The origin of clothes: from pure function to fashion must-haves
It started off as purely functional – to protect and keep us warm – but it became an object of desire and a symbol of status. Andy Martin on the evolution of clothing
It only took us 1 million years to work out how to make clothes. That’s the time between when we began to shed our body hair and become naked apes and when we first started to wrap up warm in animal skins. Archaeologically, the evidence is fairly clear. Not, of course, that you are going to find too many remnants of Paleolithic party dresses and fur coats. We have a 3,000 year-old pair of woollen trousers, with woven leg decorations (worn by the nomadic horsemen of Central Asia).

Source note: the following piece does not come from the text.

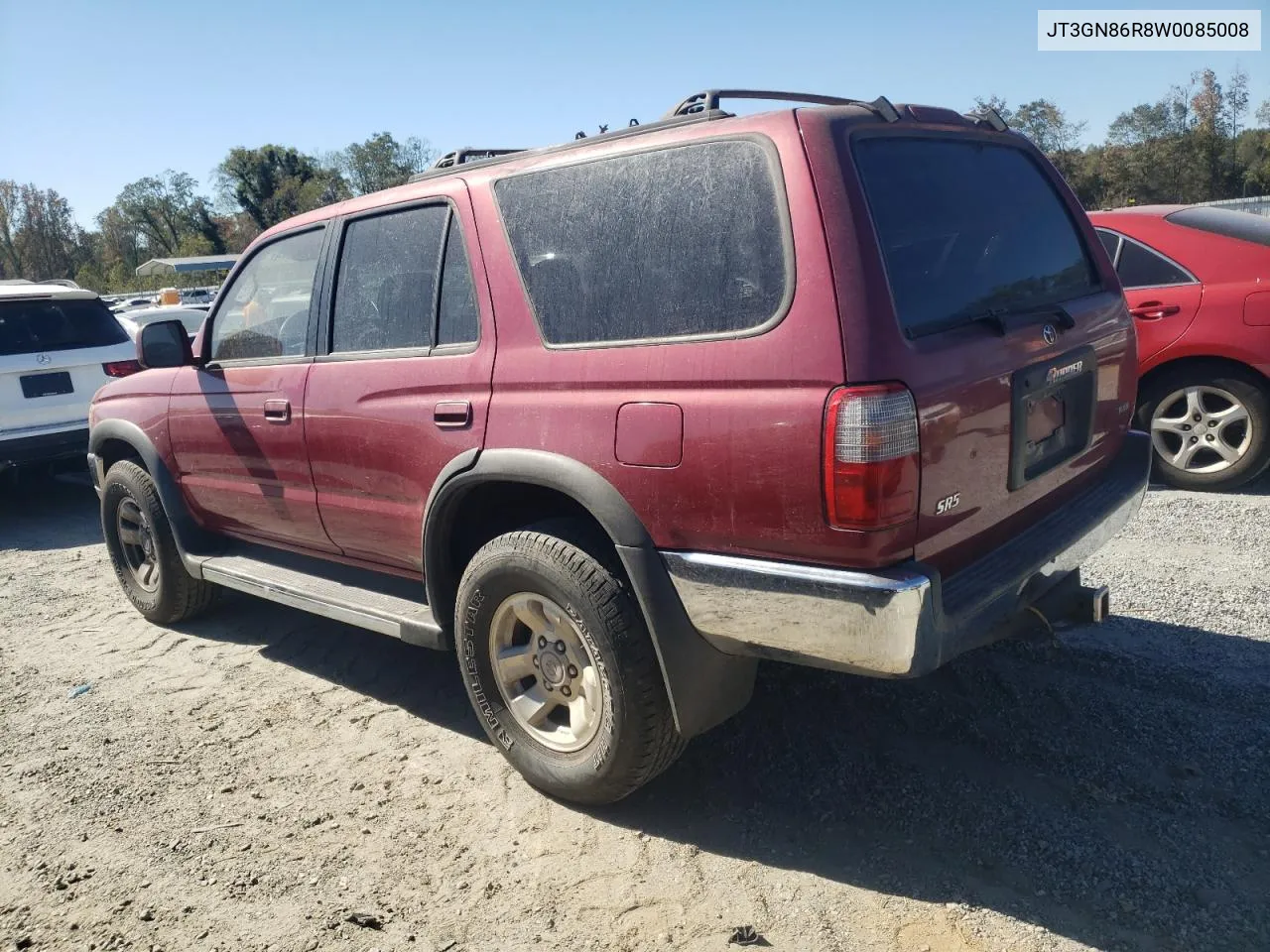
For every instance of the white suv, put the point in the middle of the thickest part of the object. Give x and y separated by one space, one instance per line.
58 347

The oldest rags we now possess – a few twisted flax threads – date from around 34,000 years ago.
But you can find older evidence of the equipment that was used to produce clothing. Artefacts such as awls and needles, of the kind that would have been needed to sew animal skins into wearable garments, have been discovered dating back around 50,000 years (notably in the Denisova cave in Siberia). Even allowing for a generous margin and for cruder scraping implements, proto-clothing goes back only to the origin of homo sapiens, one or 200,000 years ago (the origin of the body louse, which lives in clothing, may go back as far as 170,000 years ago). So it is clear that for at least a million years our hominid precursors were running around stark naked.

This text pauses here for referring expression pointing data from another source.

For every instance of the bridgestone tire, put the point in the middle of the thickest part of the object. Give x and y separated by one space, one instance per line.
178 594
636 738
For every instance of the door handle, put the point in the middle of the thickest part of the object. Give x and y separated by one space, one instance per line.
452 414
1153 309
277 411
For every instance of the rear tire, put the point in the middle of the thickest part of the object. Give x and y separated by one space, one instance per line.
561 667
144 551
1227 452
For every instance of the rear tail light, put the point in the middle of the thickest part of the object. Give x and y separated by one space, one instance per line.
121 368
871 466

Both the climate (in Africa) and the running (either away from or after an animal) ensured we stayed fairly warm. In fact the concept of nakedness is strictly anachronistic: how could we even know we were naked until we had the option of not being naked? It wasn’t until we invented clothing that we realised that we had been naked before. The “nude” – ie someone devoid of clothing – was born. Finally, around the same time as cave paintings, the very possibility of pornography was established. The Bible has it back to front: the use of fig leaves is what causes us to feel naked when fig-free.